Für die bis dato noch drei Haupttitelaspiranten startete das Wochenende in Silverstone eher bescheiden. Sowohl Colin Turkington als auch Tom Ingram und Ashley Sutton mussten lernen, dass viel Zusatzballast auf dem National Circuit von Silverstone alles andere als willkommen ist. Turkington und Ingram zogen sich mit Startplatz 18 und 19 noch am besten aus der Affäre, während es für den amtierenden Champion Sutton nur zu Platz 25 reichte. Zusätzlich zum Gewicht litt der Subaru auf den vielen schnellen Abschnitten auf der britischen Traditionsstrecke erwartungsgemäß unter seinem mangelndem Top Speed.

Den Ton an der Spitze gaben derweil zunächst die Motorbase-Ford von Sam Tordoff und Tom Chilton an, die sich die Startplätze eins und drei sicherten. Dazwischen platzierte sich sensationell Ricky Collard, der in Silverstone erneut seinen noch immer an einer Gerhinerschütterung laborierenden Vater am Steuer des WSR-BMWs vertrat. Obwohl Collard beim Start dank Heckantrieb etwas besser weg kam als Tordoff, verlor er bereits in Copse Corner einige Positionen und war zunächst nur noch fünfter hinter den beiden führenden Ford, Teamkollege Andrew Jordan und Jack Goff.

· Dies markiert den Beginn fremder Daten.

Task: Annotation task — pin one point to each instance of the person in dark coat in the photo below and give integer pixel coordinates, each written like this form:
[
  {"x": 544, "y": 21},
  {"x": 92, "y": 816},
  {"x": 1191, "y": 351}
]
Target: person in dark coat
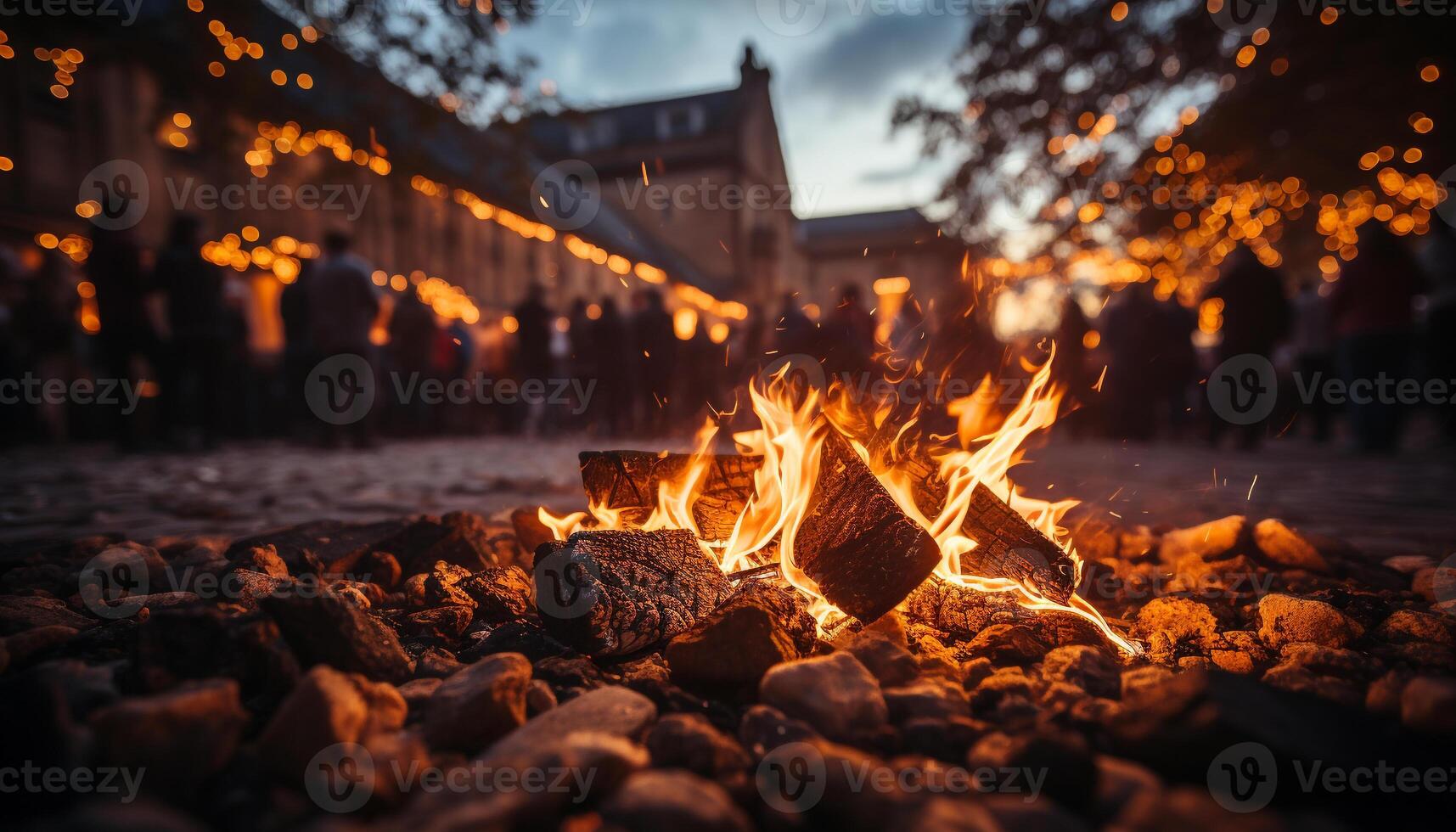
[
  {"x": 197, "y": 313},
  {"x": 127, "y": 335},
  {"x": 1372, "y": 311},
  {"x": 342, "y": 306},
  {"x": 533, "y": 360},
  {"x": 1256, "y": 319},
  {"x": 657, "y": 346},
  {"x": 612, "y": 343}
]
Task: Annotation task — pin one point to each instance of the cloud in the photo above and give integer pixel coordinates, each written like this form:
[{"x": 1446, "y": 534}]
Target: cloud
[{"x": 871, "y": 56}]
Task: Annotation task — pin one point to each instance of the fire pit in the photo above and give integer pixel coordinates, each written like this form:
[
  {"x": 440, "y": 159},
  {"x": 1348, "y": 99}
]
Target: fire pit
[{"x": 840, "y": 622}]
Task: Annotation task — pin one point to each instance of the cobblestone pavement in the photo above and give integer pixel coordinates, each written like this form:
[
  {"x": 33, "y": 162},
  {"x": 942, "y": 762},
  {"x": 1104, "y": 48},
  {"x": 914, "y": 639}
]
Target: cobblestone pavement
[{"x": 1386, "y": 508}]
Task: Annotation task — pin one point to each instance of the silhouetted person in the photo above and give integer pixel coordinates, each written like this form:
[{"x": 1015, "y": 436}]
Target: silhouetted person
[
  {"x": 582, "y": 363},
  {"x": 908, "y": 333},
  {"x": 1256, "y": 319},
  {"x": 657, "y": 346},
  {"x": 44, "y": 329},
  {"x": 533, "y": 357},
  {"x": 1134, "y": 340},
  {"x": 1440, "y": 319},
  {"x": 1313, "y": 353},
  {"x": 612, "y": 343},
  {"x": 342, "y": 307},
  {"x": 114, "y": 267},
  {"x": 413, "y": 343},
  {"x": 794, "y": 333},
  {"x": 197, "y": 313},
  {"x": 1372, "y": 315},
  {"x": 849, "y": 335},
  {"x": 299, "y": 354}
]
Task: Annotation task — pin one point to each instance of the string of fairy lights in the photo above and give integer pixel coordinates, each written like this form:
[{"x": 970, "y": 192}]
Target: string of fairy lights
[
  {"x": 1183, "y": 256},
  {"x": 283, "y": 254}
]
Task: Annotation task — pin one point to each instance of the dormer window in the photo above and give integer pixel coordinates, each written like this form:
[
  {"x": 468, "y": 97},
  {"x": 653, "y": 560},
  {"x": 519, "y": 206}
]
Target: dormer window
[
  {"x": 680, "y": 121},
  {"x": 593, "y": 136}
]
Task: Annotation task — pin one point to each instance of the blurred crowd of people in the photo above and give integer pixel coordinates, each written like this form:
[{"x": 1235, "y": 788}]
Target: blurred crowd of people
[
  {"x": 1386, "y": 319},
  {"x": 178, "y": 329}
]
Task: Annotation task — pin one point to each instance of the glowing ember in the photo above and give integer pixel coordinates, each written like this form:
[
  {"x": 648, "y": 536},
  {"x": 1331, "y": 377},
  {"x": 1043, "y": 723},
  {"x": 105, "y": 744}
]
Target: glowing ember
[{"x": 796, "y": 420}]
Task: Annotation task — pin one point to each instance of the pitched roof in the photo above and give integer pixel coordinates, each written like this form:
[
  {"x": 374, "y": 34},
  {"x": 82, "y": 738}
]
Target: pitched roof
[{"x": 899, "y": 226}]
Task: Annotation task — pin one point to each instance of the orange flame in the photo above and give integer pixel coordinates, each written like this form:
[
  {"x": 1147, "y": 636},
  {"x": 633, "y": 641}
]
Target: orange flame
[{"x": 794, "y": 424}]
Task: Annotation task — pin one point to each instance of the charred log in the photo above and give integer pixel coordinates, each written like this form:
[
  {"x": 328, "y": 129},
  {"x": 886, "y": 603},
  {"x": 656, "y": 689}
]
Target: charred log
[
  {"x": 859, "y": 548},
  {"x": 1008, "y": 547},
  {"x": 610, "y": 593},
  {"x": 955, "y": 610},
  {"x": 629, "y": 480}
]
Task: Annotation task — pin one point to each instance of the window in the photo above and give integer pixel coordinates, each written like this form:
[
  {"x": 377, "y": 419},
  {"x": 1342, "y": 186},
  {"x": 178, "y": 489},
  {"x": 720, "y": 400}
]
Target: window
[
  {"x": 600, "y": 133},
  {"x": 682, "y": 121}
]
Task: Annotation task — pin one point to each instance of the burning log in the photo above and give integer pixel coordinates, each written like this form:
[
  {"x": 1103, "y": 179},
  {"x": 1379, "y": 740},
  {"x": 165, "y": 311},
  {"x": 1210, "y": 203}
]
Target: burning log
[
  {"x": 1008, "y": 547},
  {"x": 610, "y": 593},
  {"x": 629, "y": 480},
  {"x": 859, "y": 548},
  {"x": 958, "y": 610}
]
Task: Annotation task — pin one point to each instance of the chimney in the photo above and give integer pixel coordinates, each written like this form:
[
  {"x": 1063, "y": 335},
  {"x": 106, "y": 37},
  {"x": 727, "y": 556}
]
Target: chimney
[{"x": 749, "y": 70}]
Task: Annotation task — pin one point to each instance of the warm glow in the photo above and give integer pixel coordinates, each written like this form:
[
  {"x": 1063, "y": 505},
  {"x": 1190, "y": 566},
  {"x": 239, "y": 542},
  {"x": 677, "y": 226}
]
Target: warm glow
[
  {"x": 684, "y": 323},
  {"x": 794, "y": 424},
  {"x": 891, "y": 284}
]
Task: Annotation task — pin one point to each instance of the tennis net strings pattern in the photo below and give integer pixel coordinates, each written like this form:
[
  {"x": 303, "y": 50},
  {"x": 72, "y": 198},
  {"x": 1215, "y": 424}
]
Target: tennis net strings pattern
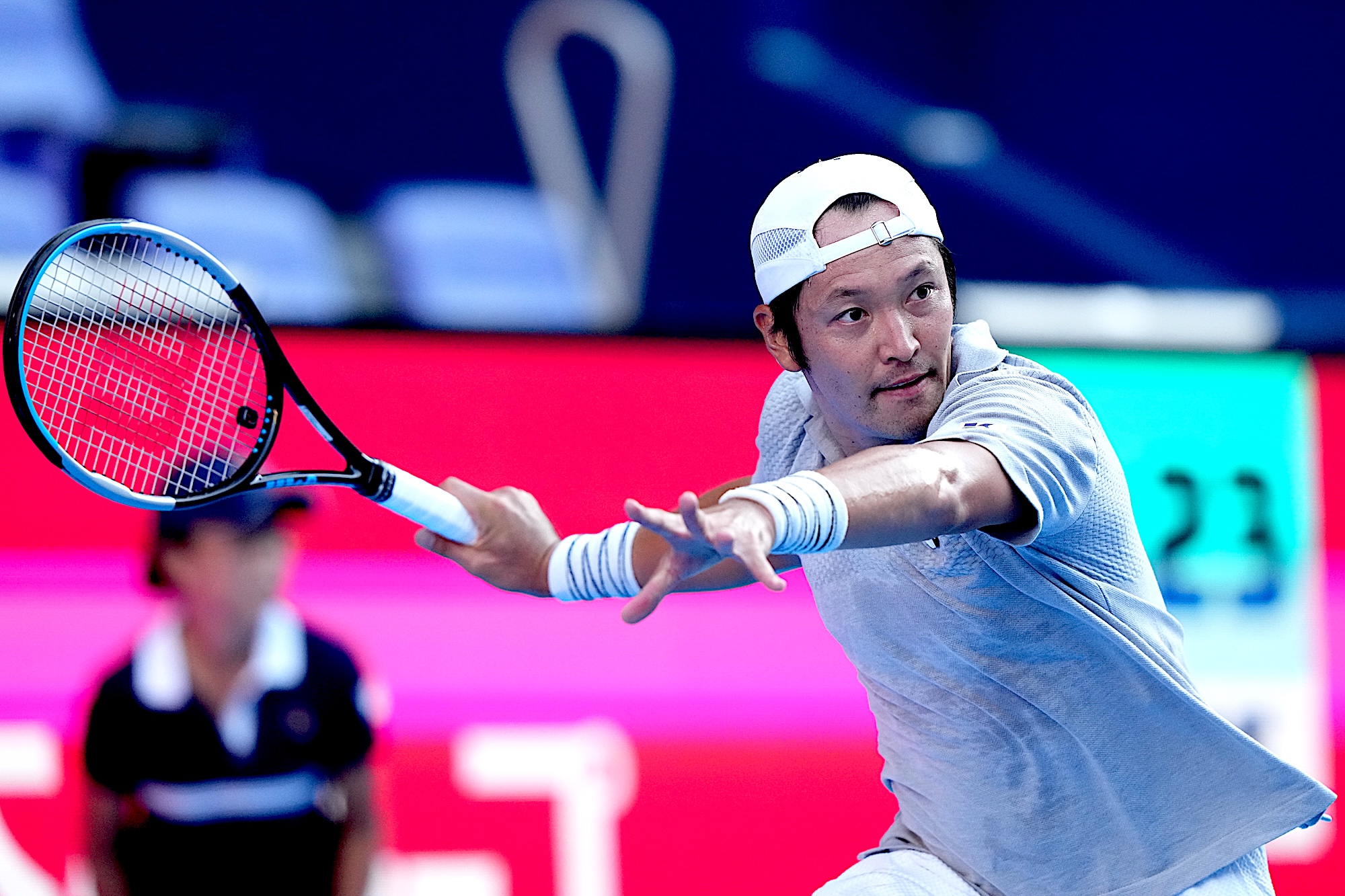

Für Andrew Jordan, der mit einem guten Resultat ebenfalls noch im Meisterschaftskampf hätte mitmischen können, endeten alle Träume in Runde elf, als er mit Problemen an der Gasannahme die Box ansteuern musste – ein Defekt, der nun schon mehrfach im Laufe der Saison an seinem BMW vorgekommen ist und den das Team einfach nicht in den Griff bekommt. Zeitgleich zu Jordans Ausfall war es Collard gelungen, an Goff vorbeizugehen, womit der BMW-Junior nun zwar wieder Dritter war, es aber nicht mehr schaffte, die Lücke zu den enteilten Fords zuzufahren.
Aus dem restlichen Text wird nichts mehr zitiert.